Many Americans learned about these secretive unregulated data brokers because of California-ordered notices after the ChoicePoint and Lexis-Nexis breaches. Now this committee's leadership has effectively said, if I can paraphrase:

Let's pass an unnecessary and weak federal breach notification bill that does what the states have already done, only not as well, that coincidentally eliminates all those better state breach notification laws, but let's put off until another day the important problem of regulating data brokers. Let's make things worse for consumers everywhere (since some companies are already complying with those stronger state notice laws nationwide) while we'll ignore the more important problem of the unregulated data brokers.

That may not be the leaders' intent; but, that is the effect.

It remains to be seen whether the baby can be put back together and otherwise improved in the full committee process. We can only hope that Chairman Barton will support strengthening amendments in the full committee and will roll the inseparable issues of privacy and security back together again.

Putting data broker reform back into this bill is critical to achieving real privacy reform in the 109th Congress. Of course, it is not the only problem with this weak bill, which broadly preempts stronger state laws. Because HR 4127 could conceivably be sent toward the president after a conference committee with the similarly weakened-in-committee Senate Commerce Committee vehicle, S 1408, it needs to be turned into a real privacy bill first. Since it looks as if the commerce committees are outpacing other committees in moving their bills, improvements must be made now.

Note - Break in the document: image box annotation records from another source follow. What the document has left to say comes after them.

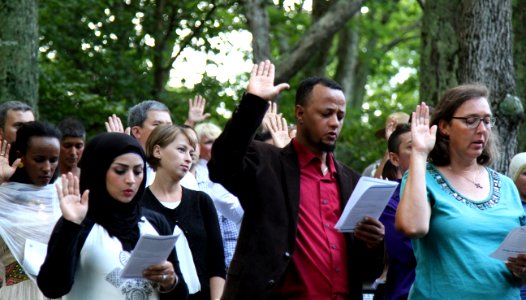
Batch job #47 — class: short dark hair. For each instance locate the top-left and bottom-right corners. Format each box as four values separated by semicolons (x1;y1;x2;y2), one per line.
296;76;343;106
387;123;411;154
128;100;170;128
9;121;61;183
58;117;86;139
429;84;497;166
0;100;33;129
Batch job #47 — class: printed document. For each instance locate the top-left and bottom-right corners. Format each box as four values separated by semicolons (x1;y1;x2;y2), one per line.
121;234;177;278
334;176;398;232
490;226;526;261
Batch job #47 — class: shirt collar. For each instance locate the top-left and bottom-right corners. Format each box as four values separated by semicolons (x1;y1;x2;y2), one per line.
292;138;336;173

We also need to fix the industry-friendly notice triggers in both commerce committee bills and eliminate their sweeping preemption of stronger state laws. S 1408 laudably gives consumers a federal right to freeze access to their credit reports, but eliminates several stronger state security freeze laws, especially New Jersey's (previous blog).

In a post on a new Microsoft privacy proposal over at Concurringopinions.com, law professor Daniel Solove articulates why the door to state action must be left open. It's recommended reading. I will comment on the Microsoft proposal in a future post.

Some would say, "Why aren't you for incremental change? Breach notices today, more privacy protection tomorrow?" That's not the way the world works in consumer protection and industry knows it, so I am not telling them anything they don't already know. Their goal is always to strip real consumer protection and enforcement out of any bill that might move, insist on the weakest federal bill possible and still demand state preemption as if it is a birthright.

The only time Congress acts to protect consumers is when there is a big scandal (think Enron and Worldcom, as Enron wasn't enough) or when the states show the way.

HR 4127 perversely responds to the data broker scandal by ignoring it, while showing the states the door, so they can no longer show the way.